Inflammation Markers Tied to Worse Kidney Function in Men Taking Antiretroviral Therapy

October 20, 2015

Higher levels of inflammatory markers predicted worse kidney function in a comparison of HIV-positive men taking antiretroviral therapy and men without HIV infection. The findings could partly explain compromised kidney function in people with HIV.

Volumes of evidence confirm a higher risk of chronic kidney disease (CKD) in HIV populations than in the general population. Several factors (smoking, diabetes, hypertension, hepatitis C [HCV] infection) probably contribute to this heightened risk, including ongoing inflammation in people with otherwise well-controlled HIV infection. Although high levels of inflammatory markers predict future CKD in the general population, studies of these markers in relation to HIV-associated CKD generally assess single inflammatory markers.

To explore the impact of multiple inflammatory markers on CKD risk, Multicenter AIDS Cohort Study (MACS) investigators compared markers and renal variables in 434 HIV-positive men taking antiretroviral therapy and 200 HIV-negative men at risk of HIV infection. They measured glomerular filtration rate (GFR) directly by iohexol clearance and used logistic regression to identify factors associated with GFR at or below 90 mL/min. A GFR below 90 mL/min signifies stage 2 or worse CKD.

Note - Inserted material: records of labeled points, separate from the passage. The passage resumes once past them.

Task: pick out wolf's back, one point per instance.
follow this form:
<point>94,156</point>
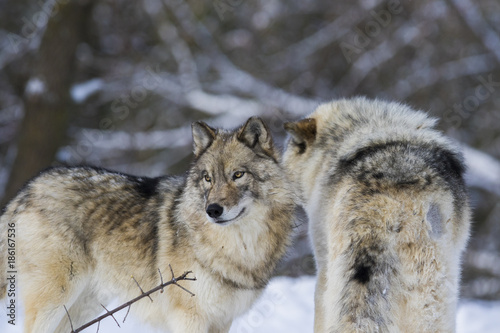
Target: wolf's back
<point>406,216</point>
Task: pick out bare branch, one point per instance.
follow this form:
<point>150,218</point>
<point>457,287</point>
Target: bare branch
<point>128,304</point>
<point>142,291</point>
<point>479,26</point>
<point>69,317</point>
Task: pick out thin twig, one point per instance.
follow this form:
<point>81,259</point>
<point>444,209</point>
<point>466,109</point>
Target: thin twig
<point>69,317</point>
<point>142,291</point>
<point>112,316</point>
<point>129,303</point>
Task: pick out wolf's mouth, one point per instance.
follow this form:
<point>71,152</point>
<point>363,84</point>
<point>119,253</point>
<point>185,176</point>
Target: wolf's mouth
<point>234,218</point>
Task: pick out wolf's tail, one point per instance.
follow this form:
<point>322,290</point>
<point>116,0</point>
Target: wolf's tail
<point>366,297</point>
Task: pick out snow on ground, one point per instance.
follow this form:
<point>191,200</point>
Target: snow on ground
<point>287,306</point>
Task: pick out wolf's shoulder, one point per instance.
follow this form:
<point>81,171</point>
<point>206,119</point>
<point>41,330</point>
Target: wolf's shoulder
<point>87,178</point>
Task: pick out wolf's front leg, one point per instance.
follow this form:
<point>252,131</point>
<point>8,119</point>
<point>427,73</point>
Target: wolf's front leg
<point>187,322</point>
<point>319,304</point>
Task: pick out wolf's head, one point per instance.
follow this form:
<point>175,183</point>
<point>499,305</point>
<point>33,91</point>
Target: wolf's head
<point>233,171</point>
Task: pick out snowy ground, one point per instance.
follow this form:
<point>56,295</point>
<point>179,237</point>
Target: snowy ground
<point>287,306</point>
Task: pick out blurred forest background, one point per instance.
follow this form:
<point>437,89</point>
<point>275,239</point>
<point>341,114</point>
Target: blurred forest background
<point>117,83</point>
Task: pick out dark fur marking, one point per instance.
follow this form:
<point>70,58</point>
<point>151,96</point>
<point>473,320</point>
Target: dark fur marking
<point>145,186</point>
<point>363,268</point>
<point>301,146</point>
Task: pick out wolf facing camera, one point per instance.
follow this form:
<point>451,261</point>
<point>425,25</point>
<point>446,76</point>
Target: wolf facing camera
<point>82,232</point>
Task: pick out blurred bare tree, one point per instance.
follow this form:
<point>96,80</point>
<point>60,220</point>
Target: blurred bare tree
<point>144,70</point>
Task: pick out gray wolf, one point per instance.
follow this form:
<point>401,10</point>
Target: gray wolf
<point>82,232</point>
<point>389,215</point>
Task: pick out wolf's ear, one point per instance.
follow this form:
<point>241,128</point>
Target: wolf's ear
<point>303,132</point>
<point>203,136</point>
<point>256,135</point>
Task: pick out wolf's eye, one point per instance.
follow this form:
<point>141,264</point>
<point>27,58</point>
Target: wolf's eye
<point>238,174</point>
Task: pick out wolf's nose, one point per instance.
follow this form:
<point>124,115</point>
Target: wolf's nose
<point>214,210</point>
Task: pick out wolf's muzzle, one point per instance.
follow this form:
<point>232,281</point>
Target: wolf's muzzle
<point>214,211</point>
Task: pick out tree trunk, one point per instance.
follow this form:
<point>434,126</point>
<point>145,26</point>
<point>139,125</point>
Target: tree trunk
<point>46,97</point>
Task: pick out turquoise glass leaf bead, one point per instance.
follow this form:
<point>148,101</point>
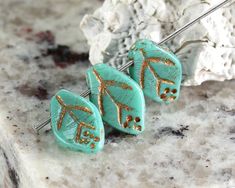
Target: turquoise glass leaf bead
<point>76,122</point>
<point>156,70</point>
<point>118,98</point>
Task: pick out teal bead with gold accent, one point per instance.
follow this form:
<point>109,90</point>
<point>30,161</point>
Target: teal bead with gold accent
<point>119,99</point>
<point>76,122</point>
<point>157,71</point>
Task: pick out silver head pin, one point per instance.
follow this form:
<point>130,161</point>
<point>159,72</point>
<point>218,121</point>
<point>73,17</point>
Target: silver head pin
<point>37,128</point>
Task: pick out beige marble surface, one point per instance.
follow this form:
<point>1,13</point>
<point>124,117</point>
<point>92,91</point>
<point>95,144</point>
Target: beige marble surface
<point>188,144</point>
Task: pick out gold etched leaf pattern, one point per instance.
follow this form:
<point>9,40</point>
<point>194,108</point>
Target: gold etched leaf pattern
<point>69,109</point>
<point>104,90</point>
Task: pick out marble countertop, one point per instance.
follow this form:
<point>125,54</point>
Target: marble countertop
<point>190,143</point>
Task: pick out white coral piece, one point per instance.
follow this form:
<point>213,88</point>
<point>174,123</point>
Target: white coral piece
<point>207,50</point>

Respectively, men with and without HIV had a median age of 51 and 53 years and a median GFR of 109 and 106 mL/min; 37% and 38% were black. Men with HIV had been infected for a median of 19 years and had taken antiretroviral therapy for 10 years. Their median CD4+ count stood at 544 cells/mm3, with 80% having a viral load below 50 copies/mL.

Levels of eight inflammatory markers were significantly higher in men with than without HIV: sTNFr22, sIL2rα, sgp130, sCD27, CXCL10, TNF-α, sCD14 and IL-10. Except for IL-10, levels of all these markers were significantly higher in men with compromised kidney function, indicated by a GFR ≤ 90 mL/min.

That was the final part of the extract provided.